Tele-Transportados
Tele-Transportados
Em 2002 foi implantado o Programa Nacional de Tele Transporte Livre, PNTL, e várias discrepâncias foram apuradas no córrego Jurubatuba, em São Paulo, capital.
A pesquisadora Sonia Why vem há anos ouvindo os voluntários, profundamente insatisfeitos com o Programa.
- Como foi o seu caso? – pergunta ela para o rapaz de olhos amendoados.
- O fim da lata...- lamenta ele – eu vivia em Quebec cortando árvores e, de repente, quando dei por mim, estava com uma metralhadora deste tamanho, dentro de um banco na zona sul. Ninguém acreditou na minha história...
A pesquisadora volta-se então para uma senhora de cabelos cacheados.
- E você?
- Uma coisa muita chata – pranteou a senhora – eu cozinhava mariscos na minha vila em Cannes e, num piscar de olhos, a polícia estava revistando minha bagagem em Cumbica. Acharam não sei quantos pacotes com uma espécie de talco branco. Tentei explicar-lhes que eu morava em Cannes, falei sobre os mariscos e...
- Ninguém acreditou...- completou a pesquisadora.
- Como você sabe?! – espantou-se a senhora dos cabelos cacheados.
- Estou fazendo essa pesquisa há anos – respondeu a pesquisadora, dirigindo-se para uma menina de 19 anos – e você?
- Eu? Eu tô fula da vida! Dá pra imaginar? Tinha acabado de estrear um show na Broadway, sobre Rui Barbosa, e quando percebi estava de mini saia na Cinelândia, e dentro da minha bolsa acharam uma carteira com 1.500 dólares de um gringo, que eu nunca vi mais gordo. Uma mini saia horrorosa. Fui até algemada.
- E o senhor?
Um sujeito muito distinto, de bigode, disse que era escritor, que passara toda sua vida escrevendo romances e vivendo à pão e água, num bairro de má fama em Londres, até que, em dado instante, alguém cutucava seu ombro dizendo: é sua vez!
- E? – prosseguiu Sonia.
- Ora...eu estava dormindo mesmo, e um tipo cutucava meu ombro e dizia: vai, é sua vez. Era um lugar pavoroso, chamado plenário, cheio de gente, me acusavam disso e daquilo e, ora, o que eu podia fazer? Um segundo antes estava caçando silabas no livreiro, perto do Tamisa, e... de repente isso. Eu negava.

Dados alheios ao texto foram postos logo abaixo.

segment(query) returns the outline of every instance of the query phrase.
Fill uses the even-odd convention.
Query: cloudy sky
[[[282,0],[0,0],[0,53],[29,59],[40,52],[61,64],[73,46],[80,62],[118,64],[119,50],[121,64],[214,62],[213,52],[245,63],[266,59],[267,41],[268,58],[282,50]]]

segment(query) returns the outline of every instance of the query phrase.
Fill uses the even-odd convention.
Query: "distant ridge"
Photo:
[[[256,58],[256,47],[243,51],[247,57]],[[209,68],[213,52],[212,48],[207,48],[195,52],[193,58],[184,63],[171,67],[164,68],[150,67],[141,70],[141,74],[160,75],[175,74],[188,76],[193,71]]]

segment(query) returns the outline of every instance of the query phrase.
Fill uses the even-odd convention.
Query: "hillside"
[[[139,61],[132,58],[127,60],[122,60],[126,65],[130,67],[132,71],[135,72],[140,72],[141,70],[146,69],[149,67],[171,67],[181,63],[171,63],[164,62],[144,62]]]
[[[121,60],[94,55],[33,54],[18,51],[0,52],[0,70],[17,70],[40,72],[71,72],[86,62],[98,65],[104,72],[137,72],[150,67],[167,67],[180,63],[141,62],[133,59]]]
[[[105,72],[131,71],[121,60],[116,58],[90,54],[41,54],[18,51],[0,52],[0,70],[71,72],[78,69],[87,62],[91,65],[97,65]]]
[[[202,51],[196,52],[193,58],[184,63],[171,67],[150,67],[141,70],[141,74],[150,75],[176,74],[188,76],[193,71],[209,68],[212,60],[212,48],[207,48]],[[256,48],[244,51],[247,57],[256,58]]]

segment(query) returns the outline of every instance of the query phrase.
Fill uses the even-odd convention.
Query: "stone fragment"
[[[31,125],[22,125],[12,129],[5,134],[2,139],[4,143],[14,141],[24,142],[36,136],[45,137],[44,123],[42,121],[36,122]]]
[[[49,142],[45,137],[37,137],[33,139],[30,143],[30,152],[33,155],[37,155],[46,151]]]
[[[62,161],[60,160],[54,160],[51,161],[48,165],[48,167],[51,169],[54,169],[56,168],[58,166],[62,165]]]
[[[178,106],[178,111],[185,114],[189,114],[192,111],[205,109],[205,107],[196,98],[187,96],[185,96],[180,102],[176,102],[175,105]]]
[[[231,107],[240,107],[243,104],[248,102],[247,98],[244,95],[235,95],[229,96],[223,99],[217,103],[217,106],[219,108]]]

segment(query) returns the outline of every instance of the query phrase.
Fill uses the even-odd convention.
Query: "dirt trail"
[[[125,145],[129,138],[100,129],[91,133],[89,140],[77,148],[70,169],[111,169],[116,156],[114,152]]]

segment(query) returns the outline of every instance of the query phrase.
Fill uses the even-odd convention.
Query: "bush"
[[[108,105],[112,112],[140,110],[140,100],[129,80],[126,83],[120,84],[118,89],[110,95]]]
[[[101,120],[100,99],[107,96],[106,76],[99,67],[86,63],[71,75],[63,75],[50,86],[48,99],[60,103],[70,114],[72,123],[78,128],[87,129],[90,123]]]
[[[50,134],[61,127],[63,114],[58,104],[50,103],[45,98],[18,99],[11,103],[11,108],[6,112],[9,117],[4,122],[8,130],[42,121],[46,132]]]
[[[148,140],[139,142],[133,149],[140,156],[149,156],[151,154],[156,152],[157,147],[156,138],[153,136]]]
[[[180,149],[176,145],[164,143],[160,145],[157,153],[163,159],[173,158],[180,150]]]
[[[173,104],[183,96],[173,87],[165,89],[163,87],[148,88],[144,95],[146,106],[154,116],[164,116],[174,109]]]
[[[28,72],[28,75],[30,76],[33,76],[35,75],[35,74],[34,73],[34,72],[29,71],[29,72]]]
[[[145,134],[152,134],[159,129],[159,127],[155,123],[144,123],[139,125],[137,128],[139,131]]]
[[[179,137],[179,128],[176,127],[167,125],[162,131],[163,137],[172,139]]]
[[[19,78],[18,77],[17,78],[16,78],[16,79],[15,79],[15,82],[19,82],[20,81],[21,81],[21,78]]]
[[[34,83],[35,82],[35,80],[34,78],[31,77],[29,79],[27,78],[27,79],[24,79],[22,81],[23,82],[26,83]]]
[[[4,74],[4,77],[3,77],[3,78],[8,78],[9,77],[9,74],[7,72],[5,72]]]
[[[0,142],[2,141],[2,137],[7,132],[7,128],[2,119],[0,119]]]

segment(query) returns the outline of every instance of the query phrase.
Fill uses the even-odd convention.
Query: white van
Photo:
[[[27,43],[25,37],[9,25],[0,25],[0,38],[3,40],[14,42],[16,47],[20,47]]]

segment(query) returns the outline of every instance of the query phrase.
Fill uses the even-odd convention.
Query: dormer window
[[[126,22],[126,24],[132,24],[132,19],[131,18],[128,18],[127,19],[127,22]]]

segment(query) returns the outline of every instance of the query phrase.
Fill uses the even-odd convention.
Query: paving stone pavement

Nesse instante chegam uma viatura do sistema carcerário e uma van preta, nova em folha. Ninguém se mexe. O oficial encarregado se aproxima sem tensão, já que aquela cena se tornara corriqueira.
- Boa tarde, Dra. Sonia – cumprimentou ele, e apenas mexendo as mãos fez com que os detentos se levantassem da beira do córrego e se dirigissem sem palavra para a viatura. A dra. Sonia, que antes fazia pesquisas sobre esquistossomose na região, passou a se interessar pelo caso e desde então não largou mais.
Antes de entrar na viatura, o rapaz de olhos amendoados exclama:
- O computador do Tele transporte está com defeito.
- Eu sei – exclamou ela, excitadíssima, pois o escritor era novidade e ele não entrou na viatura. Entrou na van preta, lamentando, dizendo que queria voltar para os seus livros, que tudo não passava de um mal entendido.